她的太刀刀身上沾着几道深色的痕迹,不是鲜血,也不是泥土,更像是某种干涸后留下的诡异残留物。
她的呼吸比平时略快,但几个深呼吸后便恢复了平稳。
她靠在一段掩体的内侧,将太刀横放在膝上,用一块软布缓慢而专注地擦拭着刀刃。
陈瑜没有追问她的去向。
她擦完刀刃,沉默了片刻,才低声开口:“那些东西是从塔里出来的。塔是从地底升上来的。它们,走的是同一条通道。”
陈瑜将这句话深深记在脑海中,追问道:“地下到底有什么?”
绯英没有立刻回答。
她凝视着刀刃上那深色的痕迹,声音压得更低了,透着一丝难以察觉的寒意:“它们......本不该出现在这里。
陈瑜等待着她的下文,但她却闭上了嘴。
防线外再次响起一阵密集的射击声,将她的视线重新拉回了战场。
她站起身,握着刀靠在掩体边缘向外看了一眼,随后退了回来。
“等我彻底确认了,再告诉你。”
说完,她再次走向防线前方,没有回头。
陈瑜独自留在原处。
探照灯的光柱不知疲倦地扫过战场,照亮了那些不断向前涌动的黑色狂潮,也照亮了防线士兵们因用力而发白的指关节和紧抿的嘴唇。
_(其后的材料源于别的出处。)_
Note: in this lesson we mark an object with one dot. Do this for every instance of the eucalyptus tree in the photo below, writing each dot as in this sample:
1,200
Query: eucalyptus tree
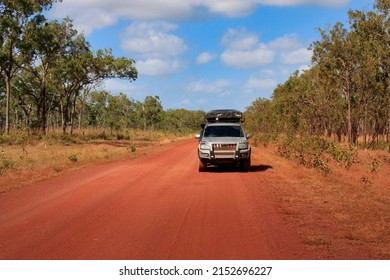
15,15
80,68
334,53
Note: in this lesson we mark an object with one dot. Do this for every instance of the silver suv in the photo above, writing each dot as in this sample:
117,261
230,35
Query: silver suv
223,141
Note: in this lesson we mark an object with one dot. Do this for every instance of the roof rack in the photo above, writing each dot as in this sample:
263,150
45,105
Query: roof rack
224,115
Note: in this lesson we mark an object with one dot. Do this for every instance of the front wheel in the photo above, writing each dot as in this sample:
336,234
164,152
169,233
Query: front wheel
246,165
202,166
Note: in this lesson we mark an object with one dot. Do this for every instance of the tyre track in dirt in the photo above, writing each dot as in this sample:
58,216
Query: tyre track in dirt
155,207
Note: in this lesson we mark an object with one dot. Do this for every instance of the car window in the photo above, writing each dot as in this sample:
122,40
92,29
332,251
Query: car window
223,131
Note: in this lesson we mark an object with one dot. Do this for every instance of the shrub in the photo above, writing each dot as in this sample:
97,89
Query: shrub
73,157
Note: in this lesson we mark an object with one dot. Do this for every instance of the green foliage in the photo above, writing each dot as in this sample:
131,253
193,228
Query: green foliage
6,163
346,92
315,152
73,157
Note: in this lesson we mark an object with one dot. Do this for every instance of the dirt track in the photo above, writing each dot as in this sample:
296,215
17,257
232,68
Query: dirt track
154,207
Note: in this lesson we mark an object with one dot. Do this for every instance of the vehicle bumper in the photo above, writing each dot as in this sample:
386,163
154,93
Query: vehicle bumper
228,156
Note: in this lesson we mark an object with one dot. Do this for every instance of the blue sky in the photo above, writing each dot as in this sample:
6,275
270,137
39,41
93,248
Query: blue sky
206,54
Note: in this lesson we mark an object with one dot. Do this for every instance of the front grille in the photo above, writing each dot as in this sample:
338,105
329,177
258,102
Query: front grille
224,147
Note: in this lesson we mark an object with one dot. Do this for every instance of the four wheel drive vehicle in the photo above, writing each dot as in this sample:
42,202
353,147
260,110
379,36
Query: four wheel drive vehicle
223,141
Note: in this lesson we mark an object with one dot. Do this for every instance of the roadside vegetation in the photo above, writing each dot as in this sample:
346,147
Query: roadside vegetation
341,104
53,114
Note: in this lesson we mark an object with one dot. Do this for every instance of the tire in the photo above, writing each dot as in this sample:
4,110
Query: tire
202,166
246,165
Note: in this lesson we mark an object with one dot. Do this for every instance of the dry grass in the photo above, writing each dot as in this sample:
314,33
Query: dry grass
26,159
345,214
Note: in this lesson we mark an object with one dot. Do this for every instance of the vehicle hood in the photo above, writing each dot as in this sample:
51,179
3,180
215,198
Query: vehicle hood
224,140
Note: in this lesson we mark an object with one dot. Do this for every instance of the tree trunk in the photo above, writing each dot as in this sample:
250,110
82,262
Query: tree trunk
7,103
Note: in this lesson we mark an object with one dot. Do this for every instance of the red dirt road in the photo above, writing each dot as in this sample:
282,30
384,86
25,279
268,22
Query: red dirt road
154,207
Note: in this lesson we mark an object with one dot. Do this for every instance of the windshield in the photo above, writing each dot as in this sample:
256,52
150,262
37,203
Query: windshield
223,131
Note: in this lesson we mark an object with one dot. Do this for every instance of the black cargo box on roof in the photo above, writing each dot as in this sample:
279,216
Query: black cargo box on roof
225,115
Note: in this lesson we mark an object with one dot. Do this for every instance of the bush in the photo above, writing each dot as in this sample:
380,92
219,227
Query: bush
6,163
315,152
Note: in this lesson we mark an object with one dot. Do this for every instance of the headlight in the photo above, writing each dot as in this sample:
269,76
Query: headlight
204,146
243,145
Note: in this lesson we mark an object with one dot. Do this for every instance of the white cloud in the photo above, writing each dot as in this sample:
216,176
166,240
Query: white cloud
299,56
202,86
260,83
89,15
153,39
204,58
158,67
246,59
240,39
289,41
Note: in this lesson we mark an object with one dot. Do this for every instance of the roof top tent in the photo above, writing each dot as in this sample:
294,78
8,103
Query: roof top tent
225,115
没有人说话,只有能量武器的充能声和击发声在夜空中交替回荡。
防线前方的地面已经被一层缓慢移动的黑色彻底覆盖,第一排防线开始承受巨大的物理压力。
偶尔有怪物的残肢被光束掀飞到半空,落地后依然在诡异地蠕动,直到被下一道火力彻底汽化。
天空中,那轮被称为“幻月”的星体依然高悬。
没有亏缺,没有移动,亮度也未曾有丝毫改变。
它就像一座冰冷而静止的灯塔,漠然地俯视着大地上这场惨烈的厮杀。
陈瑜站在防线后方的阴影里,将过去几天发生的所有事件在脑海中重新梳理了一遍。
那些怪事绝非巧合,也不是什么自然现象,那七座黑塔更不可能是凭空捏造的幻影。
有人在幕后操纵着这一切,用持续的混乱和恐惧笼罩整座城市,让所有人将目光从他身上移开。
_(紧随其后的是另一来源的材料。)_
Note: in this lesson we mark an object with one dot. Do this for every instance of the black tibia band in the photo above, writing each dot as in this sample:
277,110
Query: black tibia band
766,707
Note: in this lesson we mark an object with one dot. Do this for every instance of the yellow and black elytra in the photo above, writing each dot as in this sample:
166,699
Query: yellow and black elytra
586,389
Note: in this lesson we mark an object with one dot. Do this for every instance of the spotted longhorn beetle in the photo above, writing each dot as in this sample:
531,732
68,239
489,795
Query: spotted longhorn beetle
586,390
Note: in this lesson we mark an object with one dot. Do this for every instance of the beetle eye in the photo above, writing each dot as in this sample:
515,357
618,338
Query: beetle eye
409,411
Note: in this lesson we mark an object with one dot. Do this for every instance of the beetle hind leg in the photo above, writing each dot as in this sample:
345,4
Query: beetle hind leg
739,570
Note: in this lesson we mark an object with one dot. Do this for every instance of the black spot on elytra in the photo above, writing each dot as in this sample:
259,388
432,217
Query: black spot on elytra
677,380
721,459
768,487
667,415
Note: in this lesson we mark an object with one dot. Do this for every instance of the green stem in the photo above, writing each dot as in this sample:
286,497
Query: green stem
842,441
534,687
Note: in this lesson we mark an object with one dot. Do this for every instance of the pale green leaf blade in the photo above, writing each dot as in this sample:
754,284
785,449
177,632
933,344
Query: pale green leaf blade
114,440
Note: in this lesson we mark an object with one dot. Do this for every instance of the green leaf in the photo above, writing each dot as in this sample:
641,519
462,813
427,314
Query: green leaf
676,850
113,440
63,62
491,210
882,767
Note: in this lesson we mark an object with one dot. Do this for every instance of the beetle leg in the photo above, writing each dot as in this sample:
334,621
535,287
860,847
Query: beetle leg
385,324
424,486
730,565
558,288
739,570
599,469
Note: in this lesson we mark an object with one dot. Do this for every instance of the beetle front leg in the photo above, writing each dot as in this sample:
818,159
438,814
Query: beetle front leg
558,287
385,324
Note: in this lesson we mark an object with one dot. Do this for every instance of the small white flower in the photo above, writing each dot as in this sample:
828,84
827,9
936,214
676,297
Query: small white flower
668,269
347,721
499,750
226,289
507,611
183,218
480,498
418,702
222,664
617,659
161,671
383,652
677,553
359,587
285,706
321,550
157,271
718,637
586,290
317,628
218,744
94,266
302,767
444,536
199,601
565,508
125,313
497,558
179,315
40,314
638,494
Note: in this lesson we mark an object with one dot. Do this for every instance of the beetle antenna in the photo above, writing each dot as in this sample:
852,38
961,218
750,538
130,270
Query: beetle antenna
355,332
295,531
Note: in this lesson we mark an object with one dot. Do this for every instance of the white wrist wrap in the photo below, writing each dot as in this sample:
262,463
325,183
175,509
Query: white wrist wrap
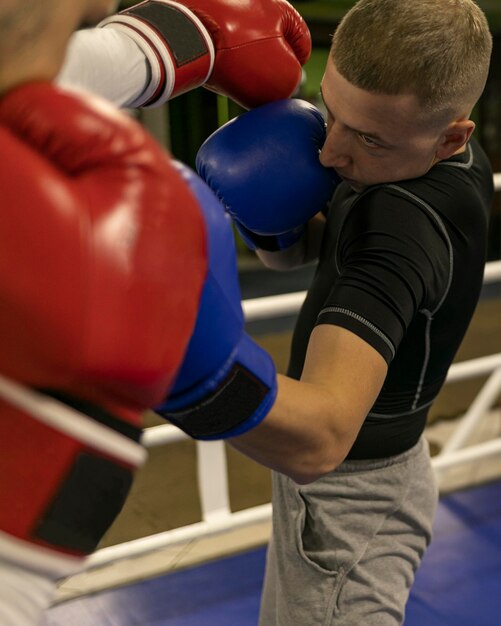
178,47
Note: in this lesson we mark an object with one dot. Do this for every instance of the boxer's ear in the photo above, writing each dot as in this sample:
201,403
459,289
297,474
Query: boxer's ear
454,137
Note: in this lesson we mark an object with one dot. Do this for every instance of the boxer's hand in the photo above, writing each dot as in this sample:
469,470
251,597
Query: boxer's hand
251,52
264,167
101,271
227,383
113,248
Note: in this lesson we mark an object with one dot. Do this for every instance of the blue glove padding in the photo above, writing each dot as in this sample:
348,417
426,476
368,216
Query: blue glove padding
227,383
264,167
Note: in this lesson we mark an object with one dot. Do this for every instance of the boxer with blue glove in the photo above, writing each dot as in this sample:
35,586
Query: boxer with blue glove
226,384
264,166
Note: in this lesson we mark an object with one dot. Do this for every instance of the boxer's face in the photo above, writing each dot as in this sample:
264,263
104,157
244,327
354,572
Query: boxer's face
374,138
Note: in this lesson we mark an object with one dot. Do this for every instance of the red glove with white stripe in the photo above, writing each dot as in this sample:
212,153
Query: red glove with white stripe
251,52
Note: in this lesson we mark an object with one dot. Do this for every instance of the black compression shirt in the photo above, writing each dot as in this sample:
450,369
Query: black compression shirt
401,266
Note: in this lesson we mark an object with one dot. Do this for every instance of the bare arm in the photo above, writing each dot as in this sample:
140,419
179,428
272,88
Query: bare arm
315,421
306,250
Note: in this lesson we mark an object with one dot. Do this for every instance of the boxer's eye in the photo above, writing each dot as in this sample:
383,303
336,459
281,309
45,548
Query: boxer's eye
368,141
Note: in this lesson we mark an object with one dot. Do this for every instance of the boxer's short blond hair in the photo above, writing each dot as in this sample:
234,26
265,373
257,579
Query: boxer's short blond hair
438,50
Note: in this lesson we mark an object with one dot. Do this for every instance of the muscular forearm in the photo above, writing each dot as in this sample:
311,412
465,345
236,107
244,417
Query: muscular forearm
314,422
299,437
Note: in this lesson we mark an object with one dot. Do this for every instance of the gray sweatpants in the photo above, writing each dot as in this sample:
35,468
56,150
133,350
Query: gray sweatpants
344,549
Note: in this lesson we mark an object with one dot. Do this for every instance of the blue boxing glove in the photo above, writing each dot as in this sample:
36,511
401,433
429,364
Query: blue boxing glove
264,167
227,383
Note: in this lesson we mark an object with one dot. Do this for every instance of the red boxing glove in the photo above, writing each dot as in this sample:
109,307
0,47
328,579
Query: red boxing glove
102,266
250,51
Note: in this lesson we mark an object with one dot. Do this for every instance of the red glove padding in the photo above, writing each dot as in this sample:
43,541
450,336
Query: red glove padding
251,52
103,251
102,266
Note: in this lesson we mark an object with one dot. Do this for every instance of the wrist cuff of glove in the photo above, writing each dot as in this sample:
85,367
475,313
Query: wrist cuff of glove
269,243
177,45
230,404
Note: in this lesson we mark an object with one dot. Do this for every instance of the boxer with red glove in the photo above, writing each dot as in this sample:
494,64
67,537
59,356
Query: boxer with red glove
102,265
251,52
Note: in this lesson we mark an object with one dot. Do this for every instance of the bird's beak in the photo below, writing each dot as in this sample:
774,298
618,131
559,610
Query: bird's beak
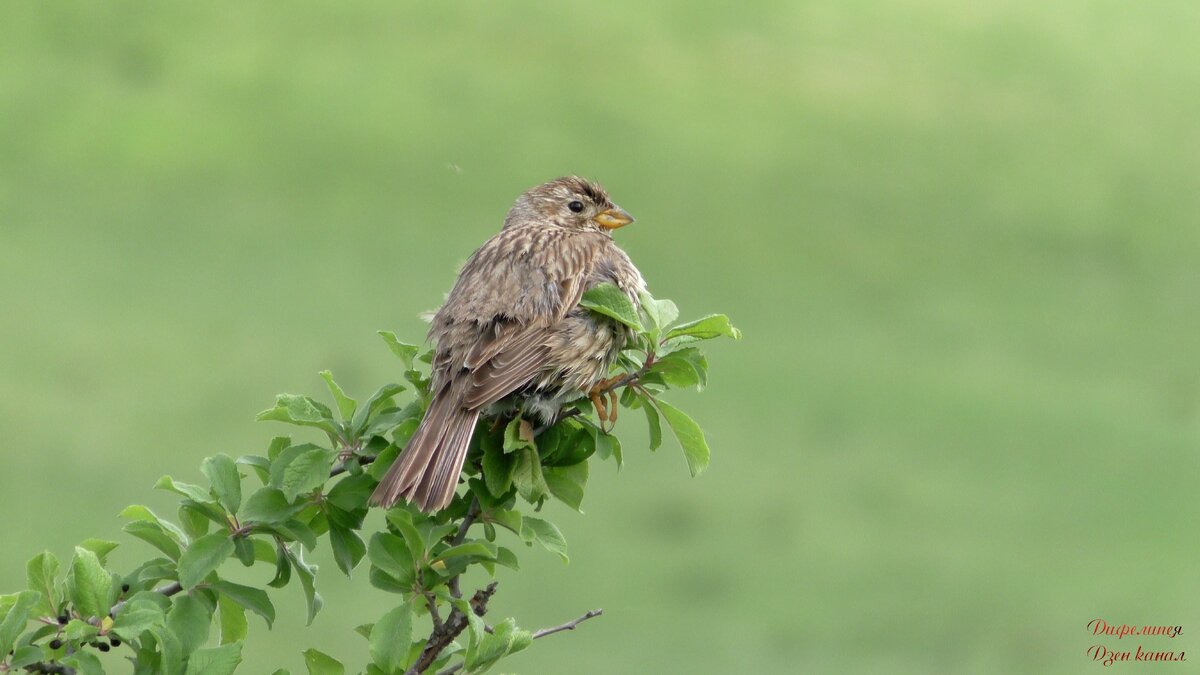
613,217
他不知道这个人是谁,也不知道对方究竟从何获得了这般通天手段,但他清楚对方的目的——阻断愿力。
而且,对方成功了。
愿力已经不再向“齿轮”汇聚,愿力,已经散开了。
他打开数据板,在备忘录里郑重地敲下一段记录:“所有事件皆为铺垫。有人在用持续的混乱覆盖哈托彼亚的关注。目标明确:阻断愿力。身份与动机待定。”
收起数据板,防线前方的射击声仍在持续,探照灯仍在来回扫动,黑色的浪潮仍在不知疲倦地向前推进。
他抬起头,看向那些黑塔的方向,看着它们在夜色中保持着死寂的排列,看着那些怪物从根部裂隙中源源不断地涌出。
他不知道接下来还会发生什么。
他只知道,自己必须在这无尽的黑暗中,找到那个答案。